Today, gene therapy using the adult blood-forming cells found in bone marrow (known as hematopoietic stem cells) is normally done in an autologous transplant setting. The therapy involves taking hematopoietic stem cells from a person who needs treatment, genetically modifying the cells — perhaps by adding a missing gene — and then re-inserting the cells back into the same person. This treatment eliminates the complications of graft-versus-host disease or host rejection that can occur in allogeneic transplants (therapy where the cell donor is different from the recipient).
In the current study, 630 immunodeficient mice received mesenchymal stem cells from one human bone marrow donor and hematopoietic stem cells from another. Mesenchymal stem cells are a type of cell found in bone marrow that support the function of hematopoietic stem cells, and can give rise to bone, cartilage, fat, and muscle. Genes were inserted into the hematopoietic stem cells using one of two viral vectors — either a retrovirus or a lentivirus — before they were transplanted into the mice, along with genetically modified mesenchymal stem cells.
Of the mice used in the long-term study, four developed human leukemia. None of those mice, however, were found to have vector DNA present in the malignant cells.
"This is evidence of a natural tendency for human bone marrow stem cells to develop leukemia in long-term studies, not that the leukemia was caused by the genetic modification," Bauer explained. "It's a good statistical control for our method."
Bauer noted that while the current study results are important for use with adult stem cells, they are not applicable to human embryonic stem cells, which have completely different properties.
"Our experiments did not involve human embryonic stem cells, so we have a lot of stringent work to do to ensure that those types of stem cells can be used safely for human clinical trials," said Bauer. "It certainly is possible, and we are working hard to establish safe and effective human embryonic stem cell-based cures for patients as well."
Nolta and Bauer have worked on eighteen cell and gene therapy clinical therapy trials during their 12 years as colleagues, including stem cell gene therapy trials for adenosine deaminase deficiency, also known as the "Bubble Boy Disease," and stem cell gene therapy for HIV, with colleagues from Children's Hospital Los Angeles, who are also co-authors on the current report.
Bauer is the director of UC Davis' Good Manufacturing Practice (GMP) laboratory in Sacramento. Upon its completion, UC Davis will be one of the few universities with a large GMP facility where scientists will work in an ultra-clean environment to derive cellular products that, after certification and extensive testing, will be used to treat patients. The California Institute for Regenerative Medicine (CIRM) has recommended funding for this new facility to help bring a wide range of stem cell therapy cures to patients throughout California.
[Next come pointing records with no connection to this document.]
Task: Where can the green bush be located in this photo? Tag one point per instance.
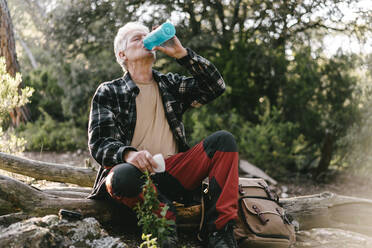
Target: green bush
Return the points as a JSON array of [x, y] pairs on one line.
[[49, 135], [274, 145]]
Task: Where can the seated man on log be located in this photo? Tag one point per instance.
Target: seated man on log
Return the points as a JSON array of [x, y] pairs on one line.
[[140, 114]]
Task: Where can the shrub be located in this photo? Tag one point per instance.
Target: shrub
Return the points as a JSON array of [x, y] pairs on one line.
[[49, 135], [10, 98]]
According to Nolta, the results of the current study will allow UC Davis to move forward with increased certainty as it prepares for clinical trials.
"We are ready to further develop and test this safe approach to creating effective therapies, and are also using the same model to test the safety of embryonic stem cell-based therapies to fulfill the promise of regenerative medicine." she said.
This work was supported by the National Institutes of Health through the National Heart, Lung and Blood Institute/National Institutes of Diabetes and Digestive and Kidney Diseases; The John Connell Gene Therapy Foundation; a Career Development Award from the Children's Hospital of Los Angeles Research Institute, and UC Davis Stem Cell Program start-up funding.